You are viewing a plain text version of this content. The canonical link for it is here.
Posted to user@beam.apache.org by Tristan Marechaux <tr...@walnut-algo.com> on 2017/08/14 09:43:04 UTC

Resampling a timeserie stuck on a GroupByKey

Hi all,

I wrote a Beam Pipeline written with the python SDK that resample a
timeseries containing data points everery minute to a 5-minutes timeserie.

My pipeline looks like:
input_data |
WindowInto(FixedWindows(size=timedelta(minutes=5).total_seconds())) |
CombineGlobaly(resample_function)

When I run it with the local or DataFlow runner with a small dataset, it
works and does what I want.

But when I try to run it on the DataFlow runner with a bigger dataset (1
700 000 datapoints timestamped over 15 years) it stay stuck for hours on
the GroupByKey step of CombineGlobaly.

My question is : Did I do something wrong with the design of my pipeline?

PS: Can someone invite me to the slack channel?
-- 

Tristan Marechaux

Data Scientist | *Walnut Algorithms*

Mobile : +33 627804399 <+33627804399>

Email: tristan.marechaux@walnut-algo.com

Web: www.walnutalgorithms.com

Re: Resampling a timeserie stuck on a GroupByKey

Posted by Lukasz Cwik <lc...@google.com>.
Do you have some job ids that you could share?
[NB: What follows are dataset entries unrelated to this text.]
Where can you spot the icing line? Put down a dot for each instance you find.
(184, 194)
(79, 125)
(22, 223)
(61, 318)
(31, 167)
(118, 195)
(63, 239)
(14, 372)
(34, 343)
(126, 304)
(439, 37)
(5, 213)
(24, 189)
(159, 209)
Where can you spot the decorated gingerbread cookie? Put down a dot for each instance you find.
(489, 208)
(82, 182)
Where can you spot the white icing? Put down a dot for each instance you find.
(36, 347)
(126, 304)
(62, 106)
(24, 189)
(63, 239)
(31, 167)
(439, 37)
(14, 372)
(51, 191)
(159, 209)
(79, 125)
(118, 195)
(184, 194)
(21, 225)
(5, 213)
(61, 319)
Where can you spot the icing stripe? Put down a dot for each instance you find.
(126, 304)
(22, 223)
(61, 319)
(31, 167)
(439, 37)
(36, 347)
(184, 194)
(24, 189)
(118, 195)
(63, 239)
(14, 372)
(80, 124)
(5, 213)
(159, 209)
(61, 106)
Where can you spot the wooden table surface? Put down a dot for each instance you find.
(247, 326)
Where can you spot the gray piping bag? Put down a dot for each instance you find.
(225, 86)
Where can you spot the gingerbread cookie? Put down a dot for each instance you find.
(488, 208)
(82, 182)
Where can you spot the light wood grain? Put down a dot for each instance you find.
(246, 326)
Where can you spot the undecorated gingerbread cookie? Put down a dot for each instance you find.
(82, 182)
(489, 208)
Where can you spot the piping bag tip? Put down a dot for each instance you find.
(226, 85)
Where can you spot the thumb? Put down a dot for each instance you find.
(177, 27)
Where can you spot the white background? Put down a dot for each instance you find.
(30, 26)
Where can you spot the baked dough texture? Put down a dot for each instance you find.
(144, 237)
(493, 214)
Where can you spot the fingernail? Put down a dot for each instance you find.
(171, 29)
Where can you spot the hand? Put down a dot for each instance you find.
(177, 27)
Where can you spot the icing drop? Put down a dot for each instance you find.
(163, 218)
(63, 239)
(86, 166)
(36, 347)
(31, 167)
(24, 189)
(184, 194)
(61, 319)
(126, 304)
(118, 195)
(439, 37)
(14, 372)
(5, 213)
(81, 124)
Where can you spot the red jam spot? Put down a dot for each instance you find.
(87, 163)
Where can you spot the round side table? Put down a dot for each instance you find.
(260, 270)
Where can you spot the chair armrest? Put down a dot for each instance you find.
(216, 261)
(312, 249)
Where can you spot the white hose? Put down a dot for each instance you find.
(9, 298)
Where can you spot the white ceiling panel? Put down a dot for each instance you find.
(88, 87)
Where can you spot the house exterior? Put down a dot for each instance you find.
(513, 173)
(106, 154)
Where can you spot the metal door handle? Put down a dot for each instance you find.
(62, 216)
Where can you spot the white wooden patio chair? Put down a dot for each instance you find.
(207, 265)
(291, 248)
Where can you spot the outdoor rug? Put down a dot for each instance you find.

On Wed, Aug 16, 2017 at 1:18 PM, Tristan Marechaux <
tristan.marechaux@walnut-algo.com> wrote:

> Thanks for the invitation and for the answer.
>
> I tried the Count resample function and I still have the same issue, so I
> guess it doesn't come from my resample function, but here is the code in
> case :
>
> def resample_function(candles):
>
>     sorted_candles = sorted(filter(lambda x: x.date is not None, candles), key=lambda candle: candle.date)
>     if len(sorted_candles) > 0:
>         return Candle(
>             sorted_candles[-1].date,
>             sorted_candles[0].open,
>             max(candle.high for candle in candles),
>             min(candle.low for candle in candles),
>             sorted_candles[-1].close,
>             sum((candle.volume for candle in candles), .0)
>         )
>
>
> The fact is that the pipeline seems stucked on the GroupByKey inside the
> CombineGlobaly PTransform before the call of my resample_function (if the
> GCP web interface is accurate).
>
> I tried the with to have in my pipeline only native python type with the
> CountCombineFn and it's still stucked.
>
> Here is what I can see on my GCP console (this screenshot shows 36 minutes
> by I waited for 5 hours to be sure) :
> [image: Selection_070.png]
>
>
> On Wed, Aug 16, 2017 at 1:08 AM Lukasz Cwik <lc...@google.com> wrote:
>
>> I have invited you to the slack channel.
>>
>> 2 million data points doesn't seem like it should be an issue.
>> Have you considered trying a simpler combiner like Count to see if the
>> bottleneck is with the combiner that you are supplying?
>> Also, could you share the code for what resample_function does?
>>
>> On Mon, Aug 14, 2017 at 2:43 AM, Tristan Marechaux <
>> tristan.marechaux@walnut-algo.com> wrote:
>>
>>> Hi all,
>>>
>>> I wrote a Beam Pipeline written with the python SDK that resample a
>>> timeseries containing data points everery minute to a 5-minutes timeserie.
>>>
>>> My pipeline looks like:
>>> input_data | WindowInto(FixedWindows(size=timedelta(minutes=5).total_seconds()))
>>> | CombineGlobaly(resample_function)
>>>
>>> When I run it with the local or DataFlow runner with a small dataset, it
>>> works and does what I want.
>>>
>>> But when I try to run it on the DataFlow runner with a bigger dataset (1
>>> 700 000 datapoints timestamped over 15 years) it stay stuck for hours on
>>> the GroupByKey step of CombineGlobaly.
>>>
>>> My question is : Did I do something wrong with the design of my pipeline?
>>>
>>> PS: Can someone invite me to the slack channel?
>>> --
>>>
>>> Tristan Marechaux
>>>
>>> Data Scientist | *Walnut Algorithms*
>>>
>>> Mobile : +33 627804399 <+33627804399>
>>>
>>> Email: tristan.marechaux@walnut-algo.com
>>>
>>> Web: www.walnutalgorithms.com
>>>
>>
>> --
>
> Tristan Marechaux
>
> Data Scientist | *Walnut Algorithms*
>
> Mobile : +33 627804399 <+33627804399>
>
> Email: tristan.marechaux@walnut-algo.com
>
> Web: www.walnutalgorithms.com
>

Re: Resampling a timeserie stuck on a GroupByKey

Posted by Tristan Marechaux <tr...@walnut-algo.com>.
Thanks for the invitation and for the answer.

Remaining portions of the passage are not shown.